With Day 1000 soon to be here, there was a comment asking about what that felt like. That is a strikingly long time. I'm reflecting and will try to offer cogent thoughts when that day arrives. Stay tuned. For other numbers, today's notes are in what is the 19th journal or leftover notebook that I've used since I started hanging onto such things in December 2020. I may have to keep going so as not to face the countless blank pages that would go unused were I to quit writing in it now.
The media reports on the situation in China now may or may not even mention COVID. The response of the Chinese Community Party to the protests reports that they will "resolutely crack down on infiltration and sabotage activities by hostile forces." "Hostile forces" sounds so external--forces coming in from outside rather than rising up inside. Some cities are seeing governmental shows of force--armored vehicles, random ID checks, or looking through photos on a phone, etc. The number of people detained is not known. Some experts predict that zero COVID could last another year. Economists and health experts say that China can't relax the controls that are keeping most people out of China until tens of millions of elderly have been vaccinated. There are districts or cities in which vaccination of the elderly has been stepped up, but it's going to take a while.
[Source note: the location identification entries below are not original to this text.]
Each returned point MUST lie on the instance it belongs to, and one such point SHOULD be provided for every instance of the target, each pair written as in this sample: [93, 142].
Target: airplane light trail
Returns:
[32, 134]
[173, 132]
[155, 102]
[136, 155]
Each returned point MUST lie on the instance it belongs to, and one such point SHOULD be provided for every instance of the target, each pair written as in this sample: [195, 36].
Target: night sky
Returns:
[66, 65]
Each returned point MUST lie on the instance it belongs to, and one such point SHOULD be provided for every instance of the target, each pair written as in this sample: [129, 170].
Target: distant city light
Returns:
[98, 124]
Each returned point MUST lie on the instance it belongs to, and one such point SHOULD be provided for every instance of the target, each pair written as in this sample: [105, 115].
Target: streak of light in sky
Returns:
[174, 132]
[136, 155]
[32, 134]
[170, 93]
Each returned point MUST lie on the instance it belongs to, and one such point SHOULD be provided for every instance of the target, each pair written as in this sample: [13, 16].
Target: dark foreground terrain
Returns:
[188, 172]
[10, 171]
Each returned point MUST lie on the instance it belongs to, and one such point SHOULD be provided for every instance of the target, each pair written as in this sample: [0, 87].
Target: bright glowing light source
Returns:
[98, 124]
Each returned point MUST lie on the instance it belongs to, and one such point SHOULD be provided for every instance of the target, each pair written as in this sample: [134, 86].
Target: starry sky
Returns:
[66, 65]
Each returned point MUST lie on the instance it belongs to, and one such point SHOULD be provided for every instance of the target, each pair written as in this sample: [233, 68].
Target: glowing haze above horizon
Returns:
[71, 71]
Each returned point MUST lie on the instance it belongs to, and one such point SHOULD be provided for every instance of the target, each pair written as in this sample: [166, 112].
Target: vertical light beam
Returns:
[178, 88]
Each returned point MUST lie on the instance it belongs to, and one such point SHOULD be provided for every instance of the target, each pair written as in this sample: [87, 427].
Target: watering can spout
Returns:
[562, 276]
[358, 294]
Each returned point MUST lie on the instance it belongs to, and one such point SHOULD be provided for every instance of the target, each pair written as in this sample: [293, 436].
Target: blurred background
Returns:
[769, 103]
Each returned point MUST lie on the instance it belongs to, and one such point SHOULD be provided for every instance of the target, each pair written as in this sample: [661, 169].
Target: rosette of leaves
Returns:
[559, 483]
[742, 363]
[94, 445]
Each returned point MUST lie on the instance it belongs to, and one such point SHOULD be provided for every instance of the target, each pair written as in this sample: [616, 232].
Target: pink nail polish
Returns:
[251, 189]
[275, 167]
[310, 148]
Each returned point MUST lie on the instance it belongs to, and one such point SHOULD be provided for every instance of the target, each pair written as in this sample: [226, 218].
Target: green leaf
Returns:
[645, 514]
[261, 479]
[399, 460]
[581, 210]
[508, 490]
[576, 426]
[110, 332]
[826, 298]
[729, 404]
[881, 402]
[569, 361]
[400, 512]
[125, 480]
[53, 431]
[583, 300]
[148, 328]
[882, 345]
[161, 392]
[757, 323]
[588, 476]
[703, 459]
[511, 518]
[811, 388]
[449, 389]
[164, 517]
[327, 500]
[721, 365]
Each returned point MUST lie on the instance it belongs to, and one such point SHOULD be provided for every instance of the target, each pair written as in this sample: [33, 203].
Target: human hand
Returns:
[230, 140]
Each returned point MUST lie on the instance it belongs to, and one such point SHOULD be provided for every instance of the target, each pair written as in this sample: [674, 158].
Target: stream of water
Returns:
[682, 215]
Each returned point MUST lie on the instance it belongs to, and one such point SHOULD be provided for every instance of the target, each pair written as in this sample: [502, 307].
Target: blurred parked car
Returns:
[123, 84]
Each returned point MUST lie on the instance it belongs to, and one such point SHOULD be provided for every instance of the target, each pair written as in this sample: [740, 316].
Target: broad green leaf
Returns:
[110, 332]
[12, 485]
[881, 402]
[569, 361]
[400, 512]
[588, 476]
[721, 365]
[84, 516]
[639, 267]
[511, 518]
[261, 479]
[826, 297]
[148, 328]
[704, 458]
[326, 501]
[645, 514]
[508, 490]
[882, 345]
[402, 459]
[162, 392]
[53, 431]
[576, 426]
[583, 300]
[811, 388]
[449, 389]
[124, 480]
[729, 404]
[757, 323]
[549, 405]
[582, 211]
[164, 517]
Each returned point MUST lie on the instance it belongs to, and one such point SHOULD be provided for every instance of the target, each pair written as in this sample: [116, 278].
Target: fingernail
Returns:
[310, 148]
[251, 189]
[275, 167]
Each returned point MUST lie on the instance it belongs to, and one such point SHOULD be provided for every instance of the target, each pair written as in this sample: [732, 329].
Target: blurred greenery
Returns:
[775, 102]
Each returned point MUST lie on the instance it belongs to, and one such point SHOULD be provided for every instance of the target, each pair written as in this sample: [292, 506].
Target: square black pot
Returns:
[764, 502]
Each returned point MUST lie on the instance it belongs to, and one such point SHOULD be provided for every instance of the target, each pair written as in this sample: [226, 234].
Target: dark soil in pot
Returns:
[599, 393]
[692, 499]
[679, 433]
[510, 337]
The NIH bulletin I got today had some interesting reports. Research suggests that there is a new antiviral medication that acts by changing the receptor cell in a person rather than changing any part of the viral cells. In theory, this means it should work on whatever new variants might emerge. Another research program suggests that any rebound is not due to Paxlovid and rather might come from a more active response from the patient's immune system. That system goes into overdrive cleaning up the last bits of the virus, possibly stirring it up in the process. Preliminary reports suggest that the development of long COVID may be influenced by past respiratory infections including Epstein-Barr virus.
The research report I found most interesting was by researchers from the NIH Clinical Center, the National Institute of Dental and Craniofacial Research, and the National Institute of Allergy and Infectious Diseases. They examined tissue from 44 patients who died of COVID or who had tested positive for COVID before they died. For some, the positive test was in the days before death; in others, it was months earlier. The patients ranged in age from six to 91 years old. SARS-CoV-2 was found in almost every organ and organ system including "skin, eyes, stomach, muscles, fat, glands, and six different parts of their brains." Whether a patient was symptomatic or not did not matter.
I found this report fascinating and not necessarily in a good way. We tend to think of COVID as a respiratory infection since it travels in aerosol form and starts out in the respiratory system. Unless we're physicians or scientists, we probably stop thinking about it there. Much as we would like to believe, it doesn't stop in the respiratory system in some (many?) cases. Every organ and every organ system. What we've been calling "long COVID" may be from viral matter left behind in non-respiratory organs and systems. Are people even trying to treat those other organs and systems? That said, I do know someone with long COVID who has been assured by her doctor that all her organs are fine. More on which to reflect in the coming days.